Я уже не помню, как их звали - кажется, один был Олег. Этот Олег, в отличие от второго, черного, был совсем как ребенок, по-моему, ему было совершенно все - равно, что с ним происходит, его нужно было таскать за собой, иначе бы он засмотрелся в никому неизвестную кроме него пустоту своими синими не моргающими глазами и попал бы под поезд. План был таков: Добраться вдоль железной дороги пешком или на перекладных-до Владивостока. Из Владивостока на корабле добраться до Магадана. Там, в Магадане, папа Олега работает заместителем мэра, и он отмажет пацанов от армии и даст работу. Потом была неделя дороги- ощущение постоянной усталости, голода, немытого тела и образы замкнутых ставен. Постоянное чувство ненужности никому и ненуждаемости в этих никчемных никех. Вспоминаются какие-то бесконечные камыши, дальневосточные звезды, рассуждения черного о непонятной мне "карме" и грохочущие товарные вагоны.
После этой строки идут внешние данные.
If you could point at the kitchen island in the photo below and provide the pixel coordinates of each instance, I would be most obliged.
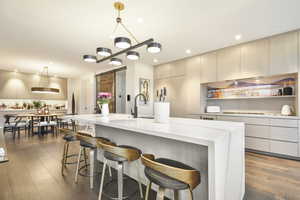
(215, 148)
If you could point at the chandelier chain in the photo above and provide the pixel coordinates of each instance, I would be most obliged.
(127, 30)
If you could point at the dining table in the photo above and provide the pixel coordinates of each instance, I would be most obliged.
(43, 117)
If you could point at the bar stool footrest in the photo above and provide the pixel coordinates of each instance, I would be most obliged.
(110, 189)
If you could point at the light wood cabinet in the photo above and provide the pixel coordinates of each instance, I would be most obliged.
(284, 53)
(192, 85)
(229, 63)
(255, 59)
(208, 67)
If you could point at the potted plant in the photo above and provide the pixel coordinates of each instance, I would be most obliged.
(37, 104)
(103, 99)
Мы шли ночью, я промерзал насквозь, а утром засыпал на вокзале какой-нибудь маленькой станции. Они приходили уже днем, после двенадцати, с пустыми глазами и чаще всего с пустыми руками. Иногда приносили что-нибудь поесть, и тогда мы спали на твердых неудобных сидениях до вечера, оставляя одного караульного. Помню, они где-то достали денег, и мы ждали, когда привезут хлеб в одноэтажный плохо побеленный магазин очередной заброшенной деревни. Хлеба не было час, два; люди стояли в очереди, привыкшие к такому раскладу, а солнце поднималось все выше и выше, накаляя гравий. Стояла невероятная духота, и мы по очереди ходили отдыхать в тень, которая, впрочем, ни хрена не помогала. И тут произошел примечательный случай: сухость во рту, голод, изнуряющая жара, усталость и чувство тошнотворной неопределенности не помешали мне засмотреться на двух деревенских девушек. Они стояли в тени, на углу магазина, у одной грудь почти вываливалась из узкой белой блузки...Короткая юбка, крепкие загорелые ноги и длинные пепельные волосы...Я почувствовал невероятное возбуждение и хотя и был тогда еще мальчиком, живо представил себе, как рву ее пуговицы, задираю черную узкую юбку и засаживаю ей по самую шею... .....................................................................................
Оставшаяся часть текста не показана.